Earlier this year, Ventas renegotiated the terms of Brookdale Senior Living’s 121 community triple-net master lease arrangements in an effort to preserve the firm’s cash and shares of stock. During Ventas’ third-quarter earnings call Friday, Chairman and CEO Debra A. Cafaro also noted that the firm recently has sold or placed under contract certain portfolios of senior living assets that are not viewed as long-term holds.
“We want to continue making senior housing a key part of our diversified portfolio because of the operational asset class upside post-pandemic, the demographically driven demand that is in front of us and the continued improvement on the supply side,” Cafaro said. “There remains a strong bid from private capital for senior living, which supports our conclusion.”
Still, in the short term, Ventas continues to report declining occupancy rates.

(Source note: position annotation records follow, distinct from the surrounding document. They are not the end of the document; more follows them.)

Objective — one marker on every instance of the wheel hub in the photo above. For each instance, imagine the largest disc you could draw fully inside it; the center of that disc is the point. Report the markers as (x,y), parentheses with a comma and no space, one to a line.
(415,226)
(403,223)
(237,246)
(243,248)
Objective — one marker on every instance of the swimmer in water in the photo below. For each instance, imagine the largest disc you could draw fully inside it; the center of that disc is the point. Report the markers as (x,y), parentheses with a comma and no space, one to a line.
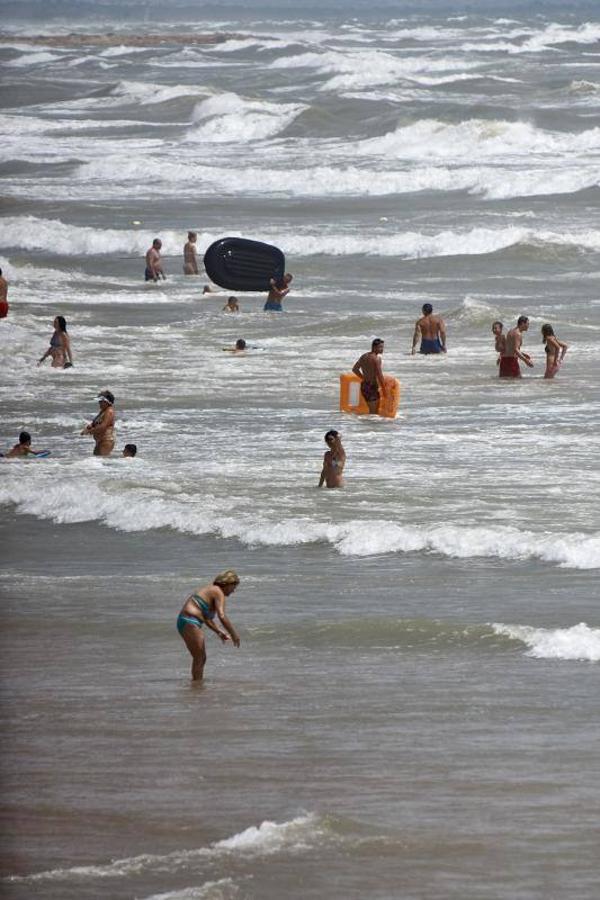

September’s average occupancy of 79.6% was 130 basis points lower than June’s average occupancy of 80.9%. Occupancy loss declined at an improving rate intra-quarter, however, through the end of September. In September, average occupancy was 30 basis points lower compared with August average occupancy. Further, the REIT continues to excel at limiting outbreaks within its properties, and move-ins exceeded move-outs in October.
“While results were better than consensus forecasts, this was another tough quarter for Ventas,” Kyle Sanders, financial services analyst with Edward Jones, told the McKnight’s Business Daily. “While we think the easing of lockdowns led to improving occupancy trends, we note that coronavirus cases are increasing again and that we are entering what has historically been a more challenging time of the year with flu season. We expect the seniors housing business to remain challenged until one or more coronavirus vaccines reach the market.”
In a similar vein, Sabra Health Care REIT reported normalized adjusted funds from operations of 46 cents per share in the third quarter, ahead of the 44 centers per share predicted by Mizuho Securities USA. From an investment standpoint, the REIT also funded $20 million in the quarter for a new preferred equity investment in a 186-unit senior housing community with an initial cash yield of 10%. The move brings Sabra’s year-to-date investment activity to over $154.5 million at a blended initial cash yield of 7.88%.
“Even during these challenging times for our industry, we continue to work diligently to identify investments that offer long-term value to our stockholders and strong yields,” Sabra noted in its third-quarter earnings press release Thursday.
Ihe Irvine, CA-based REIT, however, reported that occupancy has continued to decline within all of its major business segments, led by skilled nursing, which saw a trailing 12-month average occupancy decline of 210 basis points quarter over quarter, dropping to 80%. Average monthly occupancy has declined 877 basis points through October since February, the firm reported, and declined another 32 basis points from September to October after being up 32 basis points from June to September. Occupancy within the firm’s seniors housing portfolio declined another 111 basis points in October after decreasing 259 basis points from June to September.
The firm’s October occupancy declines “may be a sign that rising COVID cases may once again be negatively impacting fundamentals,” wrote Mizuho analysts Omotayo Okusanya and Zachary Silverberg in a note to investors.